Mega-mining project before regulators
ExxonMobil offshoots — its wholly owned Canadian subsidiary and 69.6 percent owned Imperial Oil — expect to recover 4.4 billion barrels of bitumen over 50 years from their joint Alberta oil sands project, according to documents filed with regulators.
The Kearl project, due on stream at 2010, ramping up to 100,000 barrels per day by 2012, is expected to cost C$6.5 billion (US $5.4 billion).
Plans call for a second phase of 100,000 bpd by 2014, with a third train scheduled for start up in 2019, adding another 100,000 bpd.
The scheme also includes an on-site bitumen extraction facility and a co-generation power plant.
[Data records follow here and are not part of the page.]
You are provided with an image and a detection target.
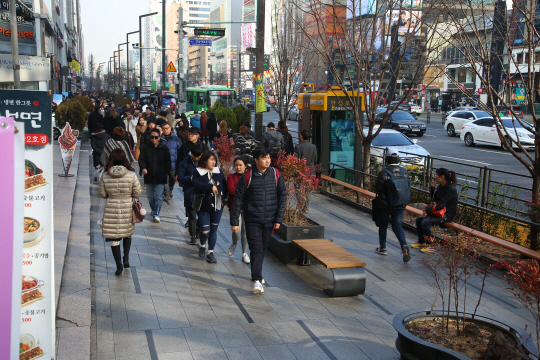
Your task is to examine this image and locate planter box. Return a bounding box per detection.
[268,218,324,264]
[393,309,538,360]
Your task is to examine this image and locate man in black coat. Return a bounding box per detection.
[139,129,171,223]
[88,105,103,134]
[230,147,287,294]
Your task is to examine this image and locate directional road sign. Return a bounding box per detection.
[194,28,225,36]
[189,39,212,46]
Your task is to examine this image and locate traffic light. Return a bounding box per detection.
[263,54,270,71]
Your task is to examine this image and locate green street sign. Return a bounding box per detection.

Current plans do not include an on-site upgrader to convert raw bitumen into refinery-ready crude, although that is under consideration.
The sister companies said they did not believe grassroots upgrading was economic in the 1990s because of the narrow price spread between light oil and bitumen.
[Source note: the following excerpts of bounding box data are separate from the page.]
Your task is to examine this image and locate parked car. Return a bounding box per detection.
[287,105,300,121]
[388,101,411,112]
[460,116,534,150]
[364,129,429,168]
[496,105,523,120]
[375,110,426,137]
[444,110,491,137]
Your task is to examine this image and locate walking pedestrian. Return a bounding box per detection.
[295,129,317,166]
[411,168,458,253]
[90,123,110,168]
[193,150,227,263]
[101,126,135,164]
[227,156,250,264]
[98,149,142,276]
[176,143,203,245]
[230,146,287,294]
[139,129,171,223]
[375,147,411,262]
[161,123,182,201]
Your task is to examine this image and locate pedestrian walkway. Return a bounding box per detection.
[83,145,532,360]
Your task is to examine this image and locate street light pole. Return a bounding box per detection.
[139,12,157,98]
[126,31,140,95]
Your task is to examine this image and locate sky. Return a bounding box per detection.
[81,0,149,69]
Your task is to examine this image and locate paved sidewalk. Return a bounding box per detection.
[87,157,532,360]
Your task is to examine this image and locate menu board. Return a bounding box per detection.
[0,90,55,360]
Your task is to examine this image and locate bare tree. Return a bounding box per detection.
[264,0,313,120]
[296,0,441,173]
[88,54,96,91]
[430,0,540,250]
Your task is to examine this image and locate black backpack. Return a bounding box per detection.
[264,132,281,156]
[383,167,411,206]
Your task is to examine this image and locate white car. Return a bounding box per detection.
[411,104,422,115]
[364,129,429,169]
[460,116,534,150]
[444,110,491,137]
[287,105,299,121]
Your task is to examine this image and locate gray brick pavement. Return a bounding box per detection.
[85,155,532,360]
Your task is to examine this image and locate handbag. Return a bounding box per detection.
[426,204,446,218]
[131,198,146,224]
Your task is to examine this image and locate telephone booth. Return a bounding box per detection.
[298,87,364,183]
However, the “large volumes” of bitumen expected to be produced from new projects, along with the prospect of severe shortages of traditional sources of diluent (used to facilitate the flow of bitumen through pipelines) in the next 10 years “could change this business environment,” they said.
If they choose not to build an upgrader in northern Alberta, the partners would move the bitumen to plants in Canada or the United States.
A 580-page application filed with the Alberta Energy and Utilities Board is targeting completion of the regulator review phase by the end of 2006.
If approval is given at that stage, detailed engineering will start, followed by site preparation in early 2007 and a final decision to fund the project in early 2008.